Türköne'ye göre türban sorunu çözüldü
Abone olGazeteci yazar Mümtazer Türköne, yıllardır süren türban sorununun çözüme kavuştuğunu savundu.
"Bundan sonrası edebiyattır" diyen Türköne, CHP'nin
YÖK'ün yayınladığı kıyafet genelgesine herhangi bir tepki
vermemesinin de türban sorununun çözüldüğüne en büyük işaret
olduğunu dile getirdi.
Türköne, YÖK'ün Cerrahpaşa Tıp Fakültesi'ndeki türbanlı bir
öğrencinin başına giydiği şapka nedeniyle sınıftan çıkarılmasının
ardından yaşanan süreçte yayınladığı genelge ile aslında sorunun
çok basit bir şekilde çözüldüğünü iddia etti.

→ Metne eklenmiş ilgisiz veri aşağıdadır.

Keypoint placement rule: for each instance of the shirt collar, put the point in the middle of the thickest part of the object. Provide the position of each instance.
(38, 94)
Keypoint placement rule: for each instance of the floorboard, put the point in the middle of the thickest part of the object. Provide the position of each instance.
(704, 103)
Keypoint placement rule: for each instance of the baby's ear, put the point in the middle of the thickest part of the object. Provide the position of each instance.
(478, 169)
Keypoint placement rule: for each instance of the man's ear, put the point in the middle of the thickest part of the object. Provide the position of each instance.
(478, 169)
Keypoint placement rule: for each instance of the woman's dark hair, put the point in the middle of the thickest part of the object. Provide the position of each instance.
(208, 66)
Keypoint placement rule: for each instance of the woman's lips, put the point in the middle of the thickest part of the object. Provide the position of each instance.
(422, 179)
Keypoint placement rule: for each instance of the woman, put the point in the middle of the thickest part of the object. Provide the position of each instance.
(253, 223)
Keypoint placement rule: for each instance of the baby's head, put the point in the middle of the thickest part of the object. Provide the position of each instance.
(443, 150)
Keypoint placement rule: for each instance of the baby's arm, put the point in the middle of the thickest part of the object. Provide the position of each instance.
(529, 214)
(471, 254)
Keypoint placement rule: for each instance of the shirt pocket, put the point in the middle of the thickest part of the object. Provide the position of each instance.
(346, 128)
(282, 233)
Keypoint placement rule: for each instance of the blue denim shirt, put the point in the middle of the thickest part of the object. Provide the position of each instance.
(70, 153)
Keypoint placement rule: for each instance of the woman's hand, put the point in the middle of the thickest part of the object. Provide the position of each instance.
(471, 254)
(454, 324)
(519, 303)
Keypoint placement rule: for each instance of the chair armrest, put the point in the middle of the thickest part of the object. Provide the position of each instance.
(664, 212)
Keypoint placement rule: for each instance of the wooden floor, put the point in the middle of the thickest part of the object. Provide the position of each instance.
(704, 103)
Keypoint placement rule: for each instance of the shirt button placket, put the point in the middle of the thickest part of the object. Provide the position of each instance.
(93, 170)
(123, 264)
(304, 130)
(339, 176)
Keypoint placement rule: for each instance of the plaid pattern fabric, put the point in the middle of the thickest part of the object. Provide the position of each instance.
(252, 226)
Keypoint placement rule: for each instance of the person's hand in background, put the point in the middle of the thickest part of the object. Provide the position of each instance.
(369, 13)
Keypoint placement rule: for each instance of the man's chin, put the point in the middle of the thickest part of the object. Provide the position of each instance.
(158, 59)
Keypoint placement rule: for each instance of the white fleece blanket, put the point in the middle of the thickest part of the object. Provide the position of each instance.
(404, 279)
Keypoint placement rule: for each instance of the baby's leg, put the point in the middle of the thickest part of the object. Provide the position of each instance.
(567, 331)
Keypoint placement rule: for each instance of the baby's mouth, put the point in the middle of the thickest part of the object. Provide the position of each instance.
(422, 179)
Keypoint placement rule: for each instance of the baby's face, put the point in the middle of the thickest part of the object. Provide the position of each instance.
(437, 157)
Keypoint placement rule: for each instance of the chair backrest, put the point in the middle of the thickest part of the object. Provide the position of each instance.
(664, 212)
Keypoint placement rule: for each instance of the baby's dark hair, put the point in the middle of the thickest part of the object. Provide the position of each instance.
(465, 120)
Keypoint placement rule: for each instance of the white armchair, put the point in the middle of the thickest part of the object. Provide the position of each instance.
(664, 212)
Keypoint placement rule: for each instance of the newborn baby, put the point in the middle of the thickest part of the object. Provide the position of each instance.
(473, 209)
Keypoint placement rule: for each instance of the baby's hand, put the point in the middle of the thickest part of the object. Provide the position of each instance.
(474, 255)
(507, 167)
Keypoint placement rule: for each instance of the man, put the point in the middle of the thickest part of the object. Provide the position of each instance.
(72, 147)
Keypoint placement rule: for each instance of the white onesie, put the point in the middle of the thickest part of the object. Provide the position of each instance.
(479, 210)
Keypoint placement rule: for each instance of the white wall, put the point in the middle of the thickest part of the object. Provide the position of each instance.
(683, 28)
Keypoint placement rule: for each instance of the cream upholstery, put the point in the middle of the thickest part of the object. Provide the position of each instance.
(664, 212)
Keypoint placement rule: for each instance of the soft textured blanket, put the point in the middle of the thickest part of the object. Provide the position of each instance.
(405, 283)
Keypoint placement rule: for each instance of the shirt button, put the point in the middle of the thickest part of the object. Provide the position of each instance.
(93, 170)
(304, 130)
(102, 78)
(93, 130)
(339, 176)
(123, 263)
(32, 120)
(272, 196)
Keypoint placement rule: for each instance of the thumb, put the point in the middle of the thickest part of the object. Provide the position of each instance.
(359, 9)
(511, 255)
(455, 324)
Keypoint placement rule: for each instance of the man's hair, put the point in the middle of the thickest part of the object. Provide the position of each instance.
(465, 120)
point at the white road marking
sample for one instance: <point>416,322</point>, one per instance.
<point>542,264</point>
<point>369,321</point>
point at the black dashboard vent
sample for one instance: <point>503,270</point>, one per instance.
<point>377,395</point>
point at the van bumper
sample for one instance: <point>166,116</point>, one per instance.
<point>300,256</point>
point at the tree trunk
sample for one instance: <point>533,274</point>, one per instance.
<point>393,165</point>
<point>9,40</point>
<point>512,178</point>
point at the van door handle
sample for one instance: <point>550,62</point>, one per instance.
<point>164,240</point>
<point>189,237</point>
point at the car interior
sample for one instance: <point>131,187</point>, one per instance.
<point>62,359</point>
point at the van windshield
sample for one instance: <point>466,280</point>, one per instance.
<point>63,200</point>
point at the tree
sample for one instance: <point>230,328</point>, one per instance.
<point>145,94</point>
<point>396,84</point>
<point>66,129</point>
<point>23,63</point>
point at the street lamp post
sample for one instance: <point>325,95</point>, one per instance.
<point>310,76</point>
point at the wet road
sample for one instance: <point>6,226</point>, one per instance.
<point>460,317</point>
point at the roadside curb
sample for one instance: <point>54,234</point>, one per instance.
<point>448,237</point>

Birleşik Sanayici ve İşadamları Derneği (BİRSİAD)'nin düzenlediği
"Demokratikleşme yolunda Türkiye" konulu panel Antakyalılardan
büyük ilgi gördü. 2 bin kişinin katılım gösterdiği panele gazeteci
yazar Mümtazer Türköne, Faruk Mercan ve Nagehan Alçı konuşmacı
olarak katıldı.
Gazeteci Yazar Faruk Mercan'ın yaptığı giriş konuşmasının ardından
söz alan Gazeteci ve televizyon yorumcusu Nagehan Alçı, 12 Eylül'de
yapılan referandum sonrasında ülke çapında genel bir rahatlama
görüldüğünü söyledi.
TÜRKİYE İVME KAZANDI
Referandum sonrası bir anda itirafların başladığını belirten Alçı,
"Turgut Özal suikastı ile ilgili bir takım iddialar ortaya atılmaya
başlandı. İnsanların kendileriyle yüzleşme süreci pamuk ipliği gibi
aldı başını gidiyor. Öbür taraftan yıllardır kör düğüm haline gelen
Kürt meselesi ile ilgili girişimler yapılmaya başlandı. Yeni
yıllardır bir türlü çözülemeyen türban sorunu ile ilgili an azından
insanlar yine konuşmaya başladılar" şeklinde konuştu.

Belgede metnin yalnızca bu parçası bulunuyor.